How to outfit your supervillain lair (pictures)
Your dramatic supervillain mansion
Living la vida supervillain requires deep pockets, a sense of extravagance and a willingness to do ridiculous things like building mansions in remote locations and dropping enough dough on a yacht to make Warren Buffet blush. Here's a handy guide to transforming your world into a lifestyle befitting a supervillain.
Every supervillain needs a lair, preferably an impractical one. Casa Brutale is a cliff-hanging concept home design from design network OPA (Open Platform for Architecture). It features dramatic views, lots of windows, an indoor pool (for your pet cyborg sharks) and a sheer drop below. It's an ideal place to sit and contemplate the mysteries of life or plot to take over the world.
Your superyacht awaits
This $15 million (about £10.5 million, AU$19.3 million ) yacht from John Shuttleworth Yacht Designs looks like a cross between a knife and a Star Trek ship. The pointy design communicates a subtle sense of menace. You'll be needing this to traverse the water to your own private supervillain island. You will also need it to host cocktail parties to which you invite James Bond. Better stock up on martini supplies.
A gold skull armchair
Plotting to take over the world can really take its toll. You need to sit down and relax on occasion, but not just any old chair will do. This gold-plated fiberglass skull chair from French design firm Harow may be the finest piece of supervillain furniture ever created. The chair is even cushioned in black velvet. It's comfortable and it's crazy, just like you.
A frickin' laser shark
This is a lemon shark with a laser attached to its dorsal fin. It was part of an experiment designed to test fin attachments. The laser is low-power, so you won't actually be able to do anything to your superhero or super-spy nemesis. Hopefully, the mere concept of a laser shark is enough to strike fear into the hearts of your enemies.
Sit in a jet engine
Every supervillain lives for that special moment when the camera zooms in on the back of your chair and you slowly swivel around to reveal your identity. Make the most of it with this chair crafted by Fallen Furniture from a 737 engine cowling. It's big. It's shiny. It swivels. What more could you possibly want? Okay, maybe a fluffy cat to sit on your lap would be a good idea.
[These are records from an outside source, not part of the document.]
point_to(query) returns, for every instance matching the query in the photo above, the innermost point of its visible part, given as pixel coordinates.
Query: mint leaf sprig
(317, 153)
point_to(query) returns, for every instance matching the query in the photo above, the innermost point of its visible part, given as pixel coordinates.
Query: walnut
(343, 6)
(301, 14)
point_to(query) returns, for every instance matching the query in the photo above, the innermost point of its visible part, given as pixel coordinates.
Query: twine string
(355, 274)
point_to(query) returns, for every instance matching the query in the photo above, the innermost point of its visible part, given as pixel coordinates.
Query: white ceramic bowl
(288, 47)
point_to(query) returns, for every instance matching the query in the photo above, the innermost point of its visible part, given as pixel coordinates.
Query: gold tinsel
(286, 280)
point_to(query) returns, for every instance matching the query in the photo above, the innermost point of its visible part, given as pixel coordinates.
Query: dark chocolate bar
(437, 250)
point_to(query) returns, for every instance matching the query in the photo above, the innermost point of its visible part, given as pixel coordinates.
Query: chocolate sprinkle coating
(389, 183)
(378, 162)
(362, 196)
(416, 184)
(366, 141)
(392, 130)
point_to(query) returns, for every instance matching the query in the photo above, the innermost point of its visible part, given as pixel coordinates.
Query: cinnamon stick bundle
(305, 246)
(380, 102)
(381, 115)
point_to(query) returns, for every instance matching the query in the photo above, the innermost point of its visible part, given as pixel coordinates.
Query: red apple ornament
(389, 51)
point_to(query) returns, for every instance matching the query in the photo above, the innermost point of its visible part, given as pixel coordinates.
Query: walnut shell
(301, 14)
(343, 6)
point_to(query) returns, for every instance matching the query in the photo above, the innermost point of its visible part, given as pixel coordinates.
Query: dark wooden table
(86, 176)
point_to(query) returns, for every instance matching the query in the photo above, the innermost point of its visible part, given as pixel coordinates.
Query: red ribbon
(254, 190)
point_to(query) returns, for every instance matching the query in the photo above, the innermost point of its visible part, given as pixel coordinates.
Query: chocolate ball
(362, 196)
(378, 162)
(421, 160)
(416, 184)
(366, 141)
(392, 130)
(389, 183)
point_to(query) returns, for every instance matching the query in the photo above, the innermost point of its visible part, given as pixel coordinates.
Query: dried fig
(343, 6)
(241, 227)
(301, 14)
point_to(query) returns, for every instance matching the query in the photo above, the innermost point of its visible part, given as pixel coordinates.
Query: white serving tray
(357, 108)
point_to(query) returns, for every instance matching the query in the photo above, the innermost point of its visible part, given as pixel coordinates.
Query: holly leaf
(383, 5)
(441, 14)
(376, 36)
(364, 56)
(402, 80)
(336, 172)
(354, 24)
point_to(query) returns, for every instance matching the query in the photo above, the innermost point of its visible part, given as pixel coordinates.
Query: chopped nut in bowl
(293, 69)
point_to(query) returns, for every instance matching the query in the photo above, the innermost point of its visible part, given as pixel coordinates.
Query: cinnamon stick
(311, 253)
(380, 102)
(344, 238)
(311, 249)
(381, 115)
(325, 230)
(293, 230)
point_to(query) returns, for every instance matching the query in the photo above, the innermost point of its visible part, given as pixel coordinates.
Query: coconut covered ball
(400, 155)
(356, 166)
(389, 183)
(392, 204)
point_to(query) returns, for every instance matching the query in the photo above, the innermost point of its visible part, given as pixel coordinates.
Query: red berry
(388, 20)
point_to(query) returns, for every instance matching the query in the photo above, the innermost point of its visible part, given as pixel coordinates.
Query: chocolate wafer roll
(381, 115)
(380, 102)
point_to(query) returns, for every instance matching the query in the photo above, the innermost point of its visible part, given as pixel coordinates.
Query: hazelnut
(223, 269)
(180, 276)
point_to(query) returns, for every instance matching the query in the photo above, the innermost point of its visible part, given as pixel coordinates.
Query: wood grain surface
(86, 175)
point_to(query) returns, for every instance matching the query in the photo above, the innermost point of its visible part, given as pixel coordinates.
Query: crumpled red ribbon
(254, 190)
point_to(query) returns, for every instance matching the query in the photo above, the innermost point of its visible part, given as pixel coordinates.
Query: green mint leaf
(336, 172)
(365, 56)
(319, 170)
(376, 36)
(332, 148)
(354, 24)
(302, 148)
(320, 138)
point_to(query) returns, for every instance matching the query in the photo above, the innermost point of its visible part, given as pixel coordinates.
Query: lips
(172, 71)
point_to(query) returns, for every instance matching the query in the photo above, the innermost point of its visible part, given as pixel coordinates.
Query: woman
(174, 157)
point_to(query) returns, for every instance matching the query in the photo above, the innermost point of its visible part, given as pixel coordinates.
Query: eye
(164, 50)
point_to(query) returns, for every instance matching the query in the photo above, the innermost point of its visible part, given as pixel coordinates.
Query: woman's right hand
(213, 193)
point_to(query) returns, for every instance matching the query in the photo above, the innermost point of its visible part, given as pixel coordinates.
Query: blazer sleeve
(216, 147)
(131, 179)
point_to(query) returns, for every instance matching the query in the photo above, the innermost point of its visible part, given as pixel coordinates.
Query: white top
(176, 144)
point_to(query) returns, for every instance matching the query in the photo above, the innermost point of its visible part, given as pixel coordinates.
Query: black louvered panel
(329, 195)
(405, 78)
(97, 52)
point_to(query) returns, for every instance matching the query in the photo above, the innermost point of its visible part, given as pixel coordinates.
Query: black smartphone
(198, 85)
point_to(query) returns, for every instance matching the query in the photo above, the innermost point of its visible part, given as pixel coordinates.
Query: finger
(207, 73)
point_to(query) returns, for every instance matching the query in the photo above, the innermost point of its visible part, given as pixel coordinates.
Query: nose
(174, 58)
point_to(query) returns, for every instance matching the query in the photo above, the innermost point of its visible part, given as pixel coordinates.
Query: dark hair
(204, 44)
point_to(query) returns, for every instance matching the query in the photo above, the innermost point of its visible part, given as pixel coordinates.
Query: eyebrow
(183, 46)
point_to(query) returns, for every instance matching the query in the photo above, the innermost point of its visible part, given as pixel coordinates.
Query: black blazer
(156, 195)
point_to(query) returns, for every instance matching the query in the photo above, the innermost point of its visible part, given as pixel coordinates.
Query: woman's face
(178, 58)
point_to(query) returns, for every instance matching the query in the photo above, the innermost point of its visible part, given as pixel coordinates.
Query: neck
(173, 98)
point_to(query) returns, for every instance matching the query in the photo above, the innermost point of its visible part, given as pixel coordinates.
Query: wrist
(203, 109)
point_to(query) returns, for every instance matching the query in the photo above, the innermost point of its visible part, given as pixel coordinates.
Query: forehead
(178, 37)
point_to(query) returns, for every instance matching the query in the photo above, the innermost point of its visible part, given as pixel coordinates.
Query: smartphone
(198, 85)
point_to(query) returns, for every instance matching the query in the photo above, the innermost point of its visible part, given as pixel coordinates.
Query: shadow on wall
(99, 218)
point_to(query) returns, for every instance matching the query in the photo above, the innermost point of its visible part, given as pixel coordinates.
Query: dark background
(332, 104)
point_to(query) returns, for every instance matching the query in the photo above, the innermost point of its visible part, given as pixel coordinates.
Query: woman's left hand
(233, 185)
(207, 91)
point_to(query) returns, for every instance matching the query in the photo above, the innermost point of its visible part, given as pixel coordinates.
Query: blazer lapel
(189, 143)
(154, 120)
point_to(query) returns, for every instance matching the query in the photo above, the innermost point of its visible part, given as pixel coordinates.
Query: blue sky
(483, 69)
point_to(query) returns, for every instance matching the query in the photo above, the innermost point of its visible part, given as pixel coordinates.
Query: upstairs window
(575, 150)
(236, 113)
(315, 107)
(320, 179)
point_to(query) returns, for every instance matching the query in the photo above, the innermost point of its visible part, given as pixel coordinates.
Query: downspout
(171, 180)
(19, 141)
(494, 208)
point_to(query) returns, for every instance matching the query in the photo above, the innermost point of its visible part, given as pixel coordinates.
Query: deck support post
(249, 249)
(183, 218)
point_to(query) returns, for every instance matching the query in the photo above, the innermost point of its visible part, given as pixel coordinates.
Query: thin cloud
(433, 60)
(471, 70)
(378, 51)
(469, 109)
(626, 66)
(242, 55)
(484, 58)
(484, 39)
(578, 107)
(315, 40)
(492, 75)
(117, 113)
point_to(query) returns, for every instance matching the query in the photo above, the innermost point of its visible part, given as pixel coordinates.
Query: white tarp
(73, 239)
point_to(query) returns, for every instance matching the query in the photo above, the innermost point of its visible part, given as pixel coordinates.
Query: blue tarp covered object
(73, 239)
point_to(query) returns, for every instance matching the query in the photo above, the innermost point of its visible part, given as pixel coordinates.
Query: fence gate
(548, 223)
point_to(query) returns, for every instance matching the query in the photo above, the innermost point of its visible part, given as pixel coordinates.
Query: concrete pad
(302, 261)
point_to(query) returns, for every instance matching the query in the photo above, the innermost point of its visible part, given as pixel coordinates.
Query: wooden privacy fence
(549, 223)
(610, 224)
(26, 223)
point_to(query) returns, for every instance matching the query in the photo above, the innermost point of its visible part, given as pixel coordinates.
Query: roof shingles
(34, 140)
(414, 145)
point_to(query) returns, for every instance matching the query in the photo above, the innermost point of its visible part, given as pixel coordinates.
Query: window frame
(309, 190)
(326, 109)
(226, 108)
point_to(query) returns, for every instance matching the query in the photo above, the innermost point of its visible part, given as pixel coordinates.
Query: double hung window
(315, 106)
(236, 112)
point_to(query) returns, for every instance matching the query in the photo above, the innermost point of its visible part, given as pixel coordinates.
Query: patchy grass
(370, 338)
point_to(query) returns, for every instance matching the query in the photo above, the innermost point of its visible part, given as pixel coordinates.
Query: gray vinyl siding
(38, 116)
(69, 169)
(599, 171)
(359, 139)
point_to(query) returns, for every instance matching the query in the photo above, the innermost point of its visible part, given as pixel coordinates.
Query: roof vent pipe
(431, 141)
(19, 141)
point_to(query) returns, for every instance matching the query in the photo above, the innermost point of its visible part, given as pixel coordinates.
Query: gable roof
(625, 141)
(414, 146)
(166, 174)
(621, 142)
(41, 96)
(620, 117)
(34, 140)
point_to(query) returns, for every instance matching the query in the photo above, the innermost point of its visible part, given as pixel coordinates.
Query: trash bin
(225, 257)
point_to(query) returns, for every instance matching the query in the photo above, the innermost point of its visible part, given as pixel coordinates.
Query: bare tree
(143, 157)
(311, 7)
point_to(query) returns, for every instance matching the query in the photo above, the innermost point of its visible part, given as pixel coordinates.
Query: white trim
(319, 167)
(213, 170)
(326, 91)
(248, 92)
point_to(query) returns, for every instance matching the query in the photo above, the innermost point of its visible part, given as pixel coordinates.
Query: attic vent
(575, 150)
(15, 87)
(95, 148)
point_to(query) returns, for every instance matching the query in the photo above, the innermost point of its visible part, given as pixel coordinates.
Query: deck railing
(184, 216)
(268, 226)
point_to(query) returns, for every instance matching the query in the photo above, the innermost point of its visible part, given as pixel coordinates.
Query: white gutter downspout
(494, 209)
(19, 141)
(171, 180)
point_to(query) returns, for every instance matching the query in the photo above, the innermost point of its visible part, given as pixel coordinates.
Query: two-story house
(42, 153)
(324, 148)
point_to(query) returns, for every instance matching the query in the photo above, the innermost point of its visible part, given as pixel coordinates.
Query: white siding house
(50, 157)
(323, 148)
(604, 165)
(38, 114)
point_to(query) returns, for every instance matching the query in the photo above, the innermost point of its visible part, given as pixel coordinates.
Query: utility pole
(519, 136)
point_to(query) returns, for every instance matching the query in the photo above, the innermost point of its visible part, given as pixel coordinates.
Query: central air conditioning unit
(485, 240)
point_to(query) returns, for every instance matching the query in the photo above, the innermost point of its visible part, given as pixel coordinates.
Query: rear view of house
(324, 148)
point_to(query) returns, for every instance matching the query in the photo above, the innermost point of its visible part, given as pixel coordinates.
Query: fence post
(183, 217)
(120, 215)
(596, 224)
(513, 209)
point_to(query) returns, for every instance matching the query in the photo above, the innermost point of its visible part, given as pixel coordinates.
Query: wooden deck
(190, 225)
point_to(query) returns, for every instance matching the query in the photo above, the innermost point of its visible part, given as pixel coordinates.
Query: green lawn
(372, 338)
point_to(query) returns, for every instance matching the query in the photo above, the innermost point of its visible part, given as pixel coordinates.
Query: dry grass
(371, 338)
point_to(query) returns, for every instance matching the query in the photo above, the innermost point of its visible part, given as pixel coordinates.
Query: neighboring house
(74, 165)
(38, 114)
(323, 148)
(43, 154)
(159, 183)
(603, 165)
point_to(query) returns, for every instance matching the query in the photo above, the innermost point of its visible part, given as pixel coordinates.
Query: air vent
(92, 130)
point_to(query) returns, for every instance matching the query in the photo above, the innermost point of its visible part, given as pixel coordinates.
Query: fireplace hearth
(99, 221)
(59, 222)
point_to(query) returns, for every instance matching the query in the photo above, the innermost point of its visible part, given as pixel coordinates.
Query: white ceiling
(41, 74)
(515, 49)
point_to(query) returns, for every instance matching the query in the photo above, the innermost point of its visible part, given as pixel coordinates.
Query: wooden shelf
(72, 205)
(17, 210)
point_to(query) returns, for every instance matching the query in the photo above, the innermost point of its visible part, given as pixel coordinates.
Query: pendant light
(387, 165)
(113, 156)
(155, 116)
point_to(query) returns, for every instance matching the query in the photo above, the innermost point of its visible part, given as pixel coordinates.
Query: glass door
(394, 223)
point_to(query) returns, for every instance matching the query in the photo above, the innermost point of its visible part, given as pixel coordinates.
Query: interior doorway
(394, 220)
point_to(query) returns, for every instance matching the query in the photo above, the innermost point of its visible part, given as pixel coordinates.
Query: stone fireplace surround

Get around your supervillain lair on one wheel
Supervillains tend to go in for very large properties. You shouldn't have to spend all your time walking just to get from one side of your private island to the next. Instead, step up on this $44,000 (£28,000, AU$57,000) gold-plated Segwheel from blingsters Goldgenie. It's just the right balance between extravagance and ridiculousness.
Bespoke bulletproof suit
Every supervillain needs to look cool. If you're going up against a super-spy, then you really should try your best to look dapper. Canadian tailor shop Garrison Bespoke can fit you for a bulletproof suit that is sleek and (hopefully) effective. A layer of carbon nanotubes under the fabric is the hidden secret to this suit.
Get your Green Goblin on
What kind of supervillain are you? Are you the helicopter and yacht type, or do you prefer something a little more personal, like a crazy-fast working hoverboard. The Flyboard Air from Zapata Racing will let you get your Green Goblin on in style. It has a top speed of 93.2 mph (150 km/h) and can go as high as 10,000 feet. Spider-Man had better watch out.
Hydrofoil sports car for quick escapes
At some point in your life as a supervillain, you will need to make a quick and dramatic escape from your enemy. This fancy hydrofoiling vehicle will help you flee across the water while cackling maniacally. The Quadrofoil is a great choice for your getaways thanks to the flashy design with leg-like foils extending from the sides. You will never catch me, Mr. Bond! Bwahahahahaha!
A bionic hand
The BeBionic 3 is a bionic hand with an impressive grip strength. It's just the sort of thing you need to set yourself apart from all the other supervillains. You'll just need to give yourself a catchy nickname, like Handcrusher or Silverknuckles.